Oleh Prof Dr. H. Haedar Nashir, M.Si.

Kongres Umat Islam Indonesia (KUII) ke-7 di Pangkalpinang Bangka Belitung yang berlangsung 26-29 Februari 2020 mengangkat tema penting, yaitu “Strategi Perjuangan Umat Islam untuk Mewujudkan Negara Kesatuan Republik Indonesia yang Maju, Adil, dan Beradab”. Tema tersebut sangat penting dan banyak pemikiran-pemikiran strategis yang berkembang dari para narasumber. Bagianan umat Islam yang mayoritas di negeri ini menjadi kekuatan yang unggul dan berkualitas dalam berbagai aspek kehidupan sehingga dapat membawa Indonesia menjadi negeri yang maju, adil, dan makmur sebagaimana komitmen KUII.

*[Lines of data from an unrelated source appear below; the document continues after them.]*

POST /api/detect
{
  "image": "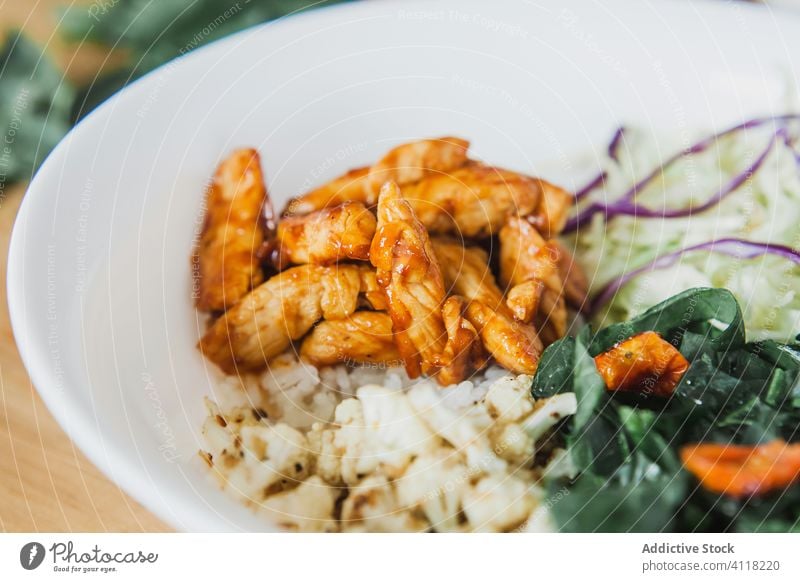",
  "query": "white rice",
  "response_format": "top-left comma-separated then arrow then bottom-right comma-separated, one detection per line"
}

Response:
212,351 -> 509,429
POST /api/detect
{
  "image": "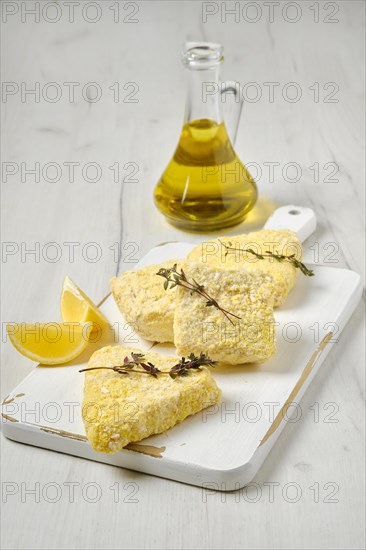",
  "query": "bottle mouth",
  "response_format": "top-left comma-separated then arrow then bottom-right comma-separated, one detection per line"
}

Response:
182,42 -> 224,71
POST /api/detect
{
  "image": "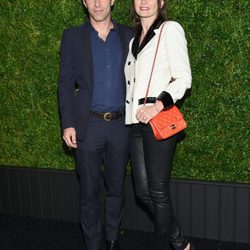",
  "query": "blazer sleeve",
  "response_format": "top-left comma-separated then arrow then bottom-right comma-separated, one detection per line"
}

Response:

Penulis memperoleh kesempatan menyampaikan pemikiran yang persis  sama dengan tema. Dua hal utama disampaikan, pertama tentang problem umat Islam, yang kedua tawaran strategi perjuangan umat Islam Indonesia. Masalah umat Islam mesti dibahas sebelum mewacanakan tentang strategi. Sebab, strategi apapun tidak bersifat vakum, lebih-lebih menyangkut umat Islam yang tentu saja terkait dengan kebangsaan dan bahkan dengan aspek global dalam urusan kemanusiaan semesta. Kondisi dan dinamika internal serta eksternal yang menyertai denyut nadi kehidupan umat Islam akan mempengatuhi pola strategi yang dipilih dan tingkat keberhasilan dalam perjuangan umat Islam Indonesia.

Permasalahan Krusial

Umat Islam Indonesia memang mayoritas secara jumlah sehingga disebut dengan muslim terbesar di dunia. Namun kebesaran dari segi jumlah tidak otomatis sama dengan kualitas. Umat Islam di negeri ini masih tertinggal dalam sejumlah aspek strategis, terutama ekonomi dan politik. Karenanya sebelum menyusun langkah strategis maka diperlukan pemetaan dan penyelesaian masalah-masalah klasik yang krusial di tubuh umat Islam sendiri. Sebab, sering karena persoalan-persoalan krusial atau yang sifatnya rumit itulah di tubuh umat Islam sering terjadi perbedaan-perbedaan pandangan yang berakibat pada pertentangan satu sama lain, sehingga tidak produktif dan tidak dapat melangkah bersama.

Pertama, masalah “Relasi Islam dan Negara”. Umat Islam Indonesia jika ingin leluasa melangkah ke depan dalam perjuangan keumatan dan keindonesiaan harus menyelesaikan urusan mengenai hubungan dirinya dengan   Negara Kesatuan Republik Idonesia. Secara umum relasi Islam dan negara sudah selesai, tetapi pada segmen umat dan orientasi paham tertentu masih tampak ada masalah, ganjalan, dan kecanggungan. Organisasi besar seperti Muhammadiyah mendeklarasikan Dokumen Resmi Muktamar (2015) tentang Negara Pancasila Darul Ahdi Wasyahadah.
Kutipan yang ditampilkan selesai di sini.